Seems like I chose one crazy week leave the States — Giants winning the 2012 World Series in a stunning sweep, Superstorm Sandy touching down on Manhattan and ravaging the island city into a surreal and unfathomable darkness. Especially as the months and years go on, ‘timing’ seems to be an ever-present factor in determining the course of actions.
This time, I find myself in Shanghai at the heart of fall, filled with a crispness and beat in the air that signals at the bone-chilling winter that’s just around the corner. “This year’s cold is coming particularly early. You’ll have to wear socks soon,” says my deskmate as we look out at part of Shanghai’s sprawling skyline (I’m not a particular fan of socks).

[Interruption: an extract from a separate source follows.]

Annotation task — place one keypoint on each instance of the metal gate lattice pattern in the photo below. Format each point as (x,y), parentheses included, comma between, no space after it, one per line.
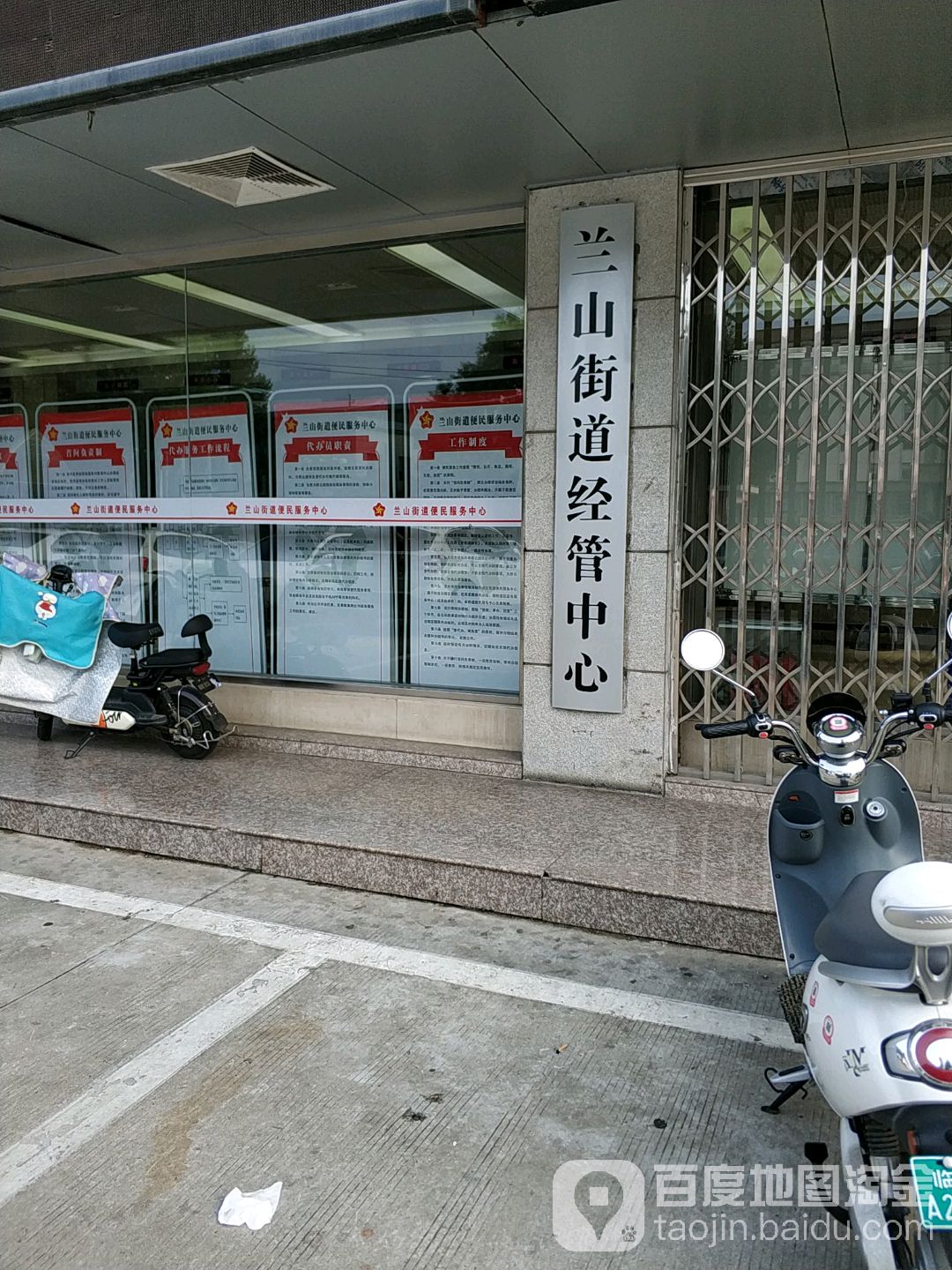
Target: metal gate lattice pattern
(816,460)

It’s hard to believe how much this city has transformed and changed. The once sleepy fishing town and port continues to lay down high-rises, and the sound of construction has become the rhythm of the city’s growth. As I walked down the streets of Shanghai this morning to work, it felt even much less like the city I remembered from childhood than any other time — on this particular walk, gone were the streets filled with bicycles, replaced instead by the motors of taxi cabs.
My home for the next month is in the Former French Concession, a quiet oasis popular amongst expats in an otherwise bustling city. Ironically, it is here that I have felt most in Shanghai (granted I’ve only been here for a few days), in a flat rented from a Taiwanese-Australian teacher and practitioner of 茶道 cha dao (the way of tea). The old building creaks under the weight of feet above, and the wooden floors remind me of the apartment my family had lived in once upon a time in a Shanghai that feels eons away. Like older Shanghai dwellings, the kitchen is outside the room and shared amongst four families (two who live downstairs, and two upstairs). The bathroom is also outside, and while it’s since been renovated with modern conveniences like a shower head, you’ll be hard pressed to find a bathroom of that size in any of Shanghai’s newer establishments these days (I’ll try to include some pictures soon!).
As I start on my search to understand how Chinese consumers make decisions around luxury purchases, and how they then share those purchases amongst their friends, families, and social networks, I’m most looking forward to discovering a new Shanghai, and that ever-delicate dichotomy behind a city’s economic and infrastructure growth and the mindsets of its residents.